Out of battles come lessons, not just in military tactics, but in culture and society. Battles say to us, society made a mistake and this is the price of that mistake - so let's remember, so as not to repeat.


Although they are too angry and politically tone deaf to know it, Klan members have actually done us a tremendous favor by choosing Antietam as the site for their little shindig.

Some have made the point that the Klan's appearance on this ground sullies the memories of those who fought and died there.

The reality is quite the opposite. The Klan's appearance accentuates the importance of the struggle. Lincoln may not have gone into the Civil War with the idea of freeing the slaves, but the South sure went into the war with the idea of keeping them. This "states rights" issue that honorable southern sympathizers - understandably wishing to associate their cause with glory instead of shame - use as the cause of the war is essentially correct.

And one of the chief rights the South wished to protect was - you guessed it.

The Klan, of course, misreads history too far in the opposite direction. It has co-opted the southern flag and would have you believe the war was fought in the name of racial purity. Truth be told, it wouldn't surprise me if it's the southern partisans who take greater offense at the Klan's arrival than those of the North.

But what the Klan does is remind us that these battles are still being waged, in hearts instead of on hillsides.

Obviously, in a community that is still trying to heal some recent racial bruises, the Klan isn't doing us any favors from a state and national image standpoint. We are going to look suspect in the eyes of the world when we say "We are not racist! Oh, and by the way, those attending next month's Klan rally are urged to take Md. 65 to avoid congestion in Sharpsburg."

But there is a half-full side to this glass. It hasn't been so very long ago that news of a Klan get-together would have had people in the region planning picnics and pressing their pillowcases. It would have been a big deal, with big crowds.

Today in Washington County, the overriding sentiment has been one of taking shots at Howard for not putting up a fight against the Klan's appearance. No one wants them here. Their presence is viewed with overwhelming disgust and embarrassment.

Just think about that for a moment from an historical perspective. Eighty years is a staggeringly short period of time for a cultural foundation to experience a 180 degree course correction. What other rock-solid, fundamental belief, dearly held by a majority of people, has been so universally overturned in such short order? Anywhere? Ever?

The Klan has gone from tens of thousands of members to a comedy act. They say they didn't have more supporters at the last rally because a lot of them "missed the bus." And I'm pretty sure a majority of us are not going to entrust our belief system to a group that can't even learned to tell time.

I know that to blacks, racial progress in this country seems glacially slow - and so it does too to whites who see the truth of equality and tolerance as so very obvious.

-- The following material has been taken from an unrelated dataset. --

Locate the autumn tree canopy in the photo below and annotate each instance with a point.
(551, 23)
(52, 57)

We have tried to undo four centuries of slavery in four decades of civil rights awareness. That's a lot to ask. And conversely, 400 years is a hefty debt to repay.

When the Klan raises its pointy head, we understand that not all the rust of an archaic institution has been sanded away. That's a useful lesson, and a reminder that a glass that's half full isn't half full enough.

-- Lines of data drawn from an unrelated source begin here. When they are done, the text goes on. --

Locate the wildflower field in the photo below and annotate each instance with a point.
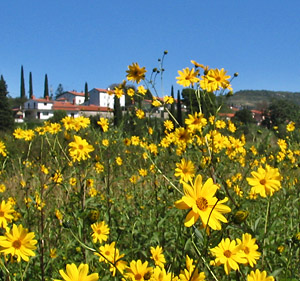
(188, 201)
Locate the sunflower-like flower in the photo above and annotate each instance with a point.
(265, 181)
(135, 73)
(185, 170)
(229, 254)
(138, 271)
(103, 122)
(201, 201)
(100, 231)
(187, 77)
(3, 149)
(249, 247)
(158, 256)
(74, 273)
(259, 276)
(219, 78)
(18, 242)
(80, 149)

If these outdated attitudes exist, we're better off knowing it. A Klan rally takes us out of our comfort zones. It agitates the water and makes us think about things we would rather not think about.

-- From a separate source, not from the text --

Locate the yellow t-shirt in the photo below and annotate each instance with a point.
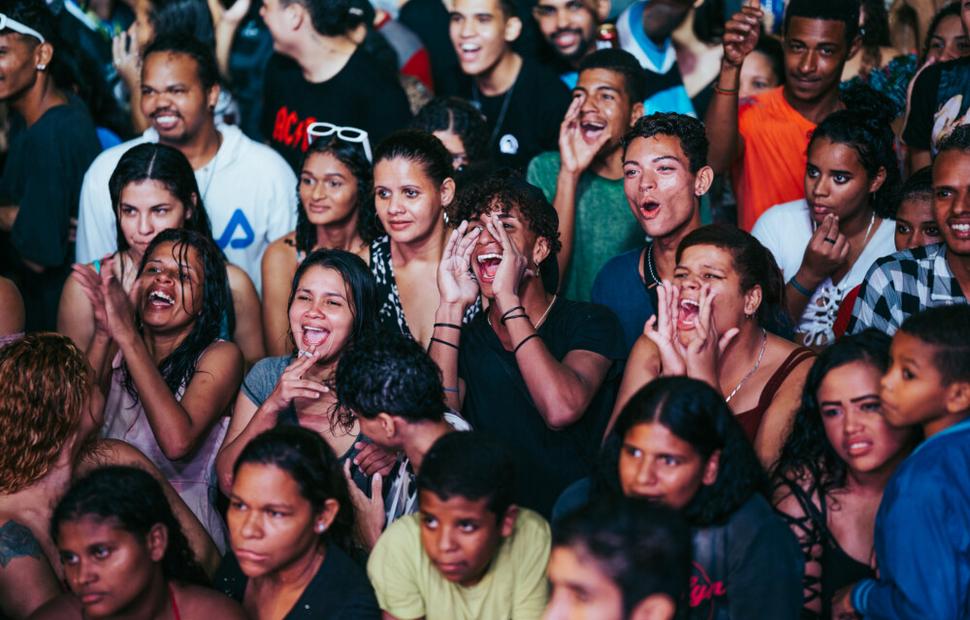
(409, 586)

A Klan rally is a rip in the quilt of warm complacency, but a complacent people will see no reason for change.

The crowning irony is that a Klan rally, ugly as it may appear, does more for racial equality than a rally of people agitating for social justice - precisely because it is ugly. If all is calm and pretty, why would we want change?

The Battle of Antietam itself was ugly, but it needed to happen in order for us to set ourselves straight. One could make the same argument about the Klan.

Those disturbed by the event can take perhaps a small degree of comfort with this thought: The main achievement of each Klan rally is to speed the day when the organization no longer exists at all.